A violência diminuiu após a eleição do Presidente Faustin-Archange Touadéra, em fevereiro, mas continuam a registar-se focos de violência. Apesar deste cenário, a alta representante da União Europeia (UE) para a política externa, Federica Mogherini, sublinhou esta quinta-feira (17.11), numa conferência de doadores em Bruxelas, que o país "viveu uma crise profunda, mas está a virar a página".
A RCA está pronta para a reconstrução, mas depende do financiamento. "O programa acordado entre os doadores e a RCA é vasto e ambicioso. É um mapa claro. A comunidade internacional tem um papel fundamental neste plano", disse Mogherini, lembrando que em termos de reconstrução "as necessidades são enormes".
Oitenta países, organizações e agências internacionais responderam ao apelo e prometeram mais de 2 mil milhões de euros para reconstruir a República Centro-Africana.
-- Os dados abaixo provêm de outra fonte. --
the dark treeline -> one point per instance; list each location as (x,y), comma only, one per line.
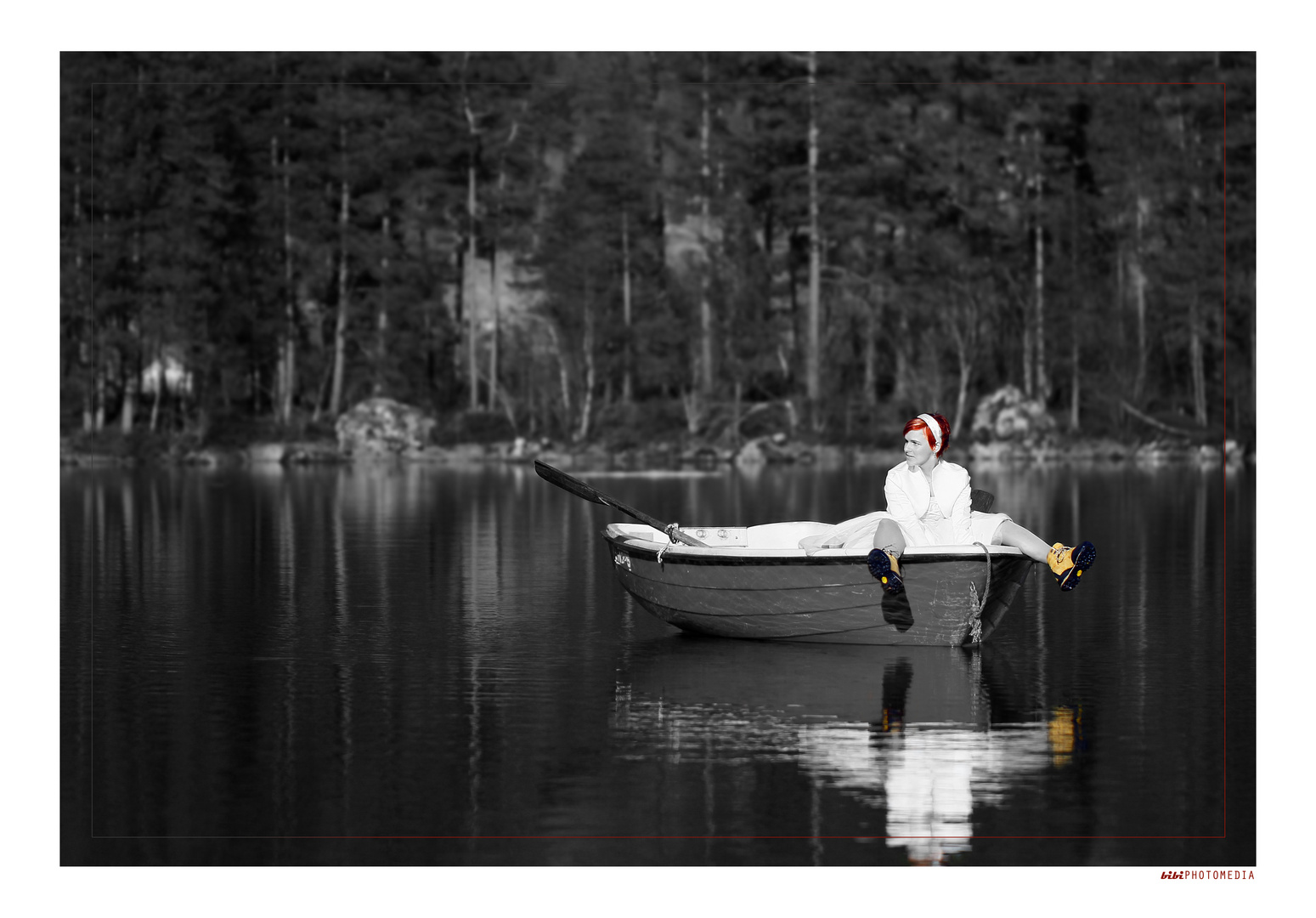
(572,242)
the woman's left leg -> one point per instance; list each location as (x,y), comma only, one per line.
(1068,564)
(1012,534)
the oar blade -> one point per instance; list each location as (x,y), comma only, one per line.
(566,482)
(582,490)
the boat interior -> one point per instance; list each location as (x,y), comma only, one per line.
(774,537)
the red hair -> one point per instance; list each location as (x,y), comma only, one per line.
(920,424)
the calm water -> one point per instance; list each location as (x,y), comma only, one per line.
(426,666)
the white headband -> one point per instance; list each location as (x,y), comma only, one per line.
(936,429)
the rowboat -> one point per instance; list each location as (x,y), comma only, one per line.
(755,582)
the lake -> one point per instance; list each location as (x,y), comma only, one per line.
(436,666)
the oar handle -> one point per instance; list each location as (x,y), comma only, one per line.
(583,490)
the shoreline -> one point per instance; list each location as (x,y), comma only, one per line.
(753,453)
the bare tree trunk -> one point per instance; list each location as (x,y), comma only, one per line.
(966,369)
(706,309)
(469,277)
(628,350)
(1028,354)
(562,373)
(1199,378)
(340,336)
(160,386)
(494,343)
(381,315)
(810,348)
(88,347)
(870,349)
(1140,294)
(472,326)
(1044,388)
(587,348)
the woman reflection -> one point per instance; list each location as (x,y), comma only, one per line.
(928,503)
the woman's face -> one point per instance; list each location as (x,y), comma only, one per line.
(918,450)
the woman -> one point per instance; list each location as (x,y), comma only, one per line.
(928,505)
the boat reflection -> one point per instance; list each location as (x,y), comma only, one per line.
(912,733)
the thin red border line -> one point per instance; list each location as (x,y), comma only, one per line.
(1224,456)
(572,838)
(1224,579)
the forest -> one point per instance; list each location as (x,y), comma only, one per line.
(607,246)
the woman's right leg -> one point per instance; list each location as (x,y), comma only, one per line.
(889,537)
(887,546)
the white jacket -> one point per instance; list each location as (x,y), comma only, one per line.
(908,496)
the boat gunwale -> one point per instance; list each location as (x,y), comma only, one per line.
(649,549)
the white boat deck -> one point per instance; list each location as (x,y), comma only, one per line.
(771,541)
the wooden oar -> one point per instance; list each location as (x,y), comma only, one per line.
(582,490)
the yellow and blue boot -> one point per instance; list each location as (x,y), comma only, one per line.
(884,567)
(1069,564)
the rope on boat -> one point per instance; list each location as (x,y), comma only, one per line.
(671,541)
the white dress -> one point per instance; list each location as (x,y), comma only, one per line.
(915,502)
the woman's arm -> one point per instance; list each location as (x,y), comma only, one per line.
(961,514)
(901,508)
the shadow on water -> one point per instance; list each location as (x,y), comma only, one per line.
(908,734)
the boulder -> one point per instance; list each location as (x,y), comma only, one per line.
(1008,415)
(381,427)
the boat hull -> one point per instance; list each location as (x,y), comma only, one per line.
(828,597)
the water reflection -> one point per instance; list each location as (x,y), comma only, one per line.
(412,651)
(906,731)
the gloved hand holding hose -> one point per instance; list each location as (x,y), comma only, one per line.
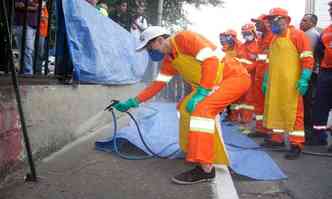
(264,83)
(199,95)
(125,106)
(303,82)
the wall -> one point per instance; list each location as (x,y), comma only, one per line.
(55,116)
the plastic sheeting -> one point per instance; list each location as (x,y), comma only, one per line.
(160,130)
(101,50)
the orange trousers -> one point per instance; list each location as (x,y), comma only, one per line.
(200,147)
(260,97)
(298,126)
(248,103)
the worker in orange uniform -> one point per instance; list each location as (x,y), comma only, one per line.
(215,85)
(247,56)
(323,100)
(43,32)
(231,46)
(290,67)
(264,39)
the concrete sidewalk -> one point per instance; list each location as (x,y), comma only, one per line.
(80,172)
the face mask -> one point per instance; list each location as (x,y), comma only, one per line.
(276,29)
(249,37)
(259,34)
(156,55)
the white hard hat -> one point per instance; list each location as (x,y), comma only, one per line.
(150,33)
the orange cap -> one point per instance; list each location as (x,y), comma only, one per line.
(260,18)
(230,32)
(249,27)
(278,12)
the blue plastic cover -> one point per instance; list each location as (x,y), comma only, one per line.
(101,50)
(160,131)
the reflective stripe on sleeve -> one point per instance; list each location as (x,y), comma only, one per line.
(259,117)
(321,127)
(278,131)
(247,107)
(261,57)
(244,61)
(163,78)
(297,133)
(202,124)
(235,106)
(305,54)
(204,54)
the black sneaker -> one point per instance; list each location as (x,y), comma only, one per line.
(329,149)
(270,144)
(316,142)
(294,153)
(258,134)
(194,176)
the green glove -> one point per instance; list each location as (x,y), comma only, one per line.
(303,83)
(125,106)
(199,95)
(264,83)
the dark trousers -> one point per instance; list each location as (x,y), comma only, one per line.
(308,101)
(323,99)
(322,104)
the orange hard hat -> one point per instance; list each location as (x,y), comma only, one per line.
(249,27)
(230,32)
(261,18)
(278,12)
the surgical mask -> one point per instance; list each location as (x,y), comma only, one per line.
(259,34)
(156,55)
(249,37)
(228,41)
(276,29)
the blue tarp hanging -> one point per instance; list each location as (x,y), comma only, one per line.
(160,130)
(101,51)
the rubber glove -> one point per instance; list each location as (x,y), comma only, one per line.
(264,83)
(125,106)
(303,83)
(199,95)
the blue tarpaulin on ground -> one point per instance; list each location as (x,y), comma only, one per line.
(159,125)
(101,51)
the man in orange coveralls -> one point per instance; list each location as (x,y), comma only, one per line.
(215,84)
(290,64)
(231,46)
(264,39)
(247,56)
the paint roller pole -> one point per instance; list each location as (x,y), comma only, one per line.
(31,176)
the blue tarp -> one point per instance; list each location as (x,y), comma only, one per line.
(160,130)
(101,51)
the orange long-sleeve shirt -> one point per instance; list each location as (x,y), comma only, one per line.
(302,44)
(327,41)
(195,45)
(249,52)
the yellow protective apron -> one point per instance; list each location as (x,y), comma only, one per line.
(282,96)
(190,70)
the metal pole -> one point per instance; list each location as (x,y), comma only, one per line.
(36,48)
(160,12)
(30,176)
(24,33)
(159,19)
(47,41)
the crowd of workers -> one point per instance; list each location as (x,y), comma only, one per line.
(280,77)
(131,18)
(290,70)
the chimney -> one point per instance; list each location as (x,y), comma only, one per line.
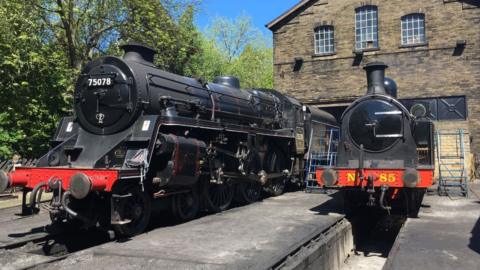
(138,52)
(376,78)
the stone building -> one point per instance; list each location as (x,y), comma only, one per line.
(432,48)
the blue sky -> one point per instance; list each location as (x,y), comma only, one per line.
(261,11)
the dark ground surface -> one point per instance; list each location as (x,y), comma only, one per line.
(445,236)
(250,237)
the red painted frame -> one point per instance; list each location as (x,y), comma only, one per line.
(389,177)
(102,179)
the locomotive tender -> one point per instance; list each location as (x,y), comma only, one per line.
(140,134)
(385,153)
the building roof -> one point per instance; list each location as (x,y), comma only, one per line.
(287,13)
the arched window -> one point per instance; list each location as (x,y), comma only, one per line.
(413,29)
(366,28)
(324,39)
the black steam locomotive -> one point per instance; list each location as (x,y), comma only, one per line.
(140,133)
(385,153)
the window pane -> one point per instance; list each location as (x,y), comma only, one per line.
(413,29)
(324,40)
(366,27)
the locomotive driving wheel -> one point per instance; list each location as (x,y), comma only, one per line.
(134,207)
(218,197)
(185,206)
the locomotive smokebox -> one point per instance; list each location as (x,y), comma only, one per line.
(376,78)
(138,52)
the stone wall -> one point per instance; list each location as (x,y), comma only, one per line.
(435,69)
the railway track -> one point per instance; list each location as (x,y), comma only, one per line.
(48,246)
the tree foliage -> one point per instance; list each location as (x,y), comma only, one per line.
(235,47)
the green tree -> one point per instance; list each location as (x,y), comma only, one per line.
(235,47)
(33,79)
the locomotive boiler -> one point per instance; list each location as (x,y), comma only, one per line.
(141,134)
(385,154)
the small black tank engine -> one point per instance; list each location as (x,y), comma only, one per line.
(383,149)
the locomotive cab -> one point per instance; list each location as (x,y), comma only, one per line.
(384,149)
(140,134)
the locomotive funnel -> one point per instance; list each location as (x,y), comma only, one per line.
(376,78)
(138,52)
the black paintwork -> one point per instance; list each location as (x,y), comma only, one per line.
(389,134)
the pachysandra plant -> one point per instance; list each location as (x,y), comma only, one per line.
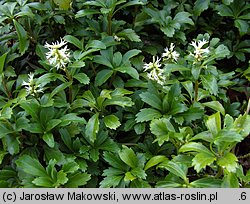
(124,94)
(58,55)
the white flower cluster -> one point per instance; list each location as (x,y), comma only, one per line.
(170,54)
(58,55)
(156,72)
(32,88)
(199,52)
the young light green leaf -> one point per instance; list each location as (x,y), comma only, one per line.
(22,37)
(128,156)
(111,121)
(213,123)
(103,76)
(201,160)
(31,166)
(82,78)
(147,114)
(200,6)
(195,147)
(215,105)
(177,169)
(155,161)
(92,127)
(229,162)
(49,139)
(78,179)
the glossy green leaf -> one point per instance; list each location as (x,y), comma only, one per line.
(147,114)
(31,166)
(215,105)
(155,161)
(213,123)
(200,6)
(128,156)
(92,127)
(111,121)
(228,161)
(201,160)
(22,37)
(82,78)
(103,76)
(49,139)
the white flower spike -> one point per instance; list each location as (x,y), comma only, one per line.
(156,73)
(170,54)
(58,55)
(199,52)
(32,88)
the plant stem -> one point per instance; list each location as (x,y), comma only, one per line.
(70,87)
(196,87)
(248,107)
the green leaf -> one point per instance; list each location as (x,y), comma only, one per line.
(128,70)
(2,62)
(209,182)
(22,37)
(96,44)
(242,25)
(229,162)
(111,121)
(155,161)
(177,169)
(103,76)
(52,124)
(60,88)
(113,160)
(32,108)
(201,160)
(63,4)
(130,34)
(152,99)
(224,10)
(200,6)
(92,127)
(78,179)
(215,105)
(209,83)
(230,180)
(128,156)
(82,78)
(43,181)
(241,124)
(213,123)
(227,136)
(195,147)
(73,40)
(49,139)
(31,166)
(147,114)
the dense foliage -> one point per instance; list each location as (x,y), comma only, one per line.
(115,93)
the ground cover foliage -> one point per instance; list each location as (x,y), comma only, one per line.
(115,93)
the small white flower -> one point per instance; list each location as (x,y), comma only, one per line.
(156,73)
(58,55)
(170,54)
(32,88)
(198,50)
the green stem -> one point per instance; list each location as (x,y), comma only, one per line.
(9,95)
(70,87)
(196,88)
(109,24)
(248,107)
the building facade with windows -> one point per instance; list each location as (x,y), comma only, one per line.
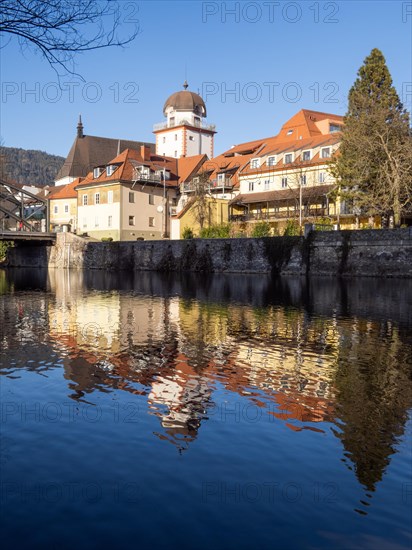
(129,198)
(289,178)
(184,133)
(63,207)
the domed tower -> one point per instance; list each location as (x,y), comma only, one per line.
(184,134)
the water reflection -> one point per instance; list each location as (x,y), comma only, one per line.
(308,354)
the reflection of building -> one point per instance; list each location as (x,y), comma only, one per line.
(296,367)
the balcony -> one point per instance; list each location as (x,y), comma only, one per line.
(281,215)
(147,178)
(213,186)
(166,124)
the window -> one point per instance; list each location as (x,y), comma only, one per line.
(255,163)
(334,128)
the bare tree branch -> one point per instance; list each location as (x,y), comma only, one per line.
(59,29)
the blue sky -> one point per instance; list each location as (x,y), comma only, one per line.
(255,63)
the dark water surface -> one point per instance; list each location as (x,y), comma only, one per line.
(145,411)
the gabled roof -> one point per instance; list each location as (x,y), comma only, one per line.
(187,166)
(276,148)
(126,164)
(65,191)
(90,151)
(306,124)
(232,160)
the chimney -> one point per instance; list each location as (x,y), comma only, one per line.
(145,152)
(80,127)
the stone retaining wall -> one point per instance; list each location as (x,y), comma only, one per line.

O montante faz parte de um plano de cinco anos estimado em cerca de 3 mil milhões.
O plano que o Governo do país desenvolveu com o Conselho da UE, o Banco Mundial e as Nações Unidas divide-se em três eixos: alcançar a paz, a reconciliação e a segurança; restabelecer o controlo territorial do Estado e os serviços básicos, como água e educação; e a recuperação económica.
Um país sem exército
Desde a saída das tropas francesas do país, em outubro, a responsabilidade pela estabilização da RCA recai sobre os capacetes azuis da ONU e a missão de treino militar da União Europeia. O país não tem um exército e o novo Governo em Bangui ainda não controla todo o território.
18.11 Actualidade: Conferência de doadores RCA - MP3-Stereo
"A situação é frágil, porque não temos Forças Armadas", lembra em entrevista à DW Dieudonné Nzapalainga, arcebispo de Bangui e co-fundador da plataforma inter-religiosa contra a guerra civil na RCA, sublinhando que a questão militar é essencial.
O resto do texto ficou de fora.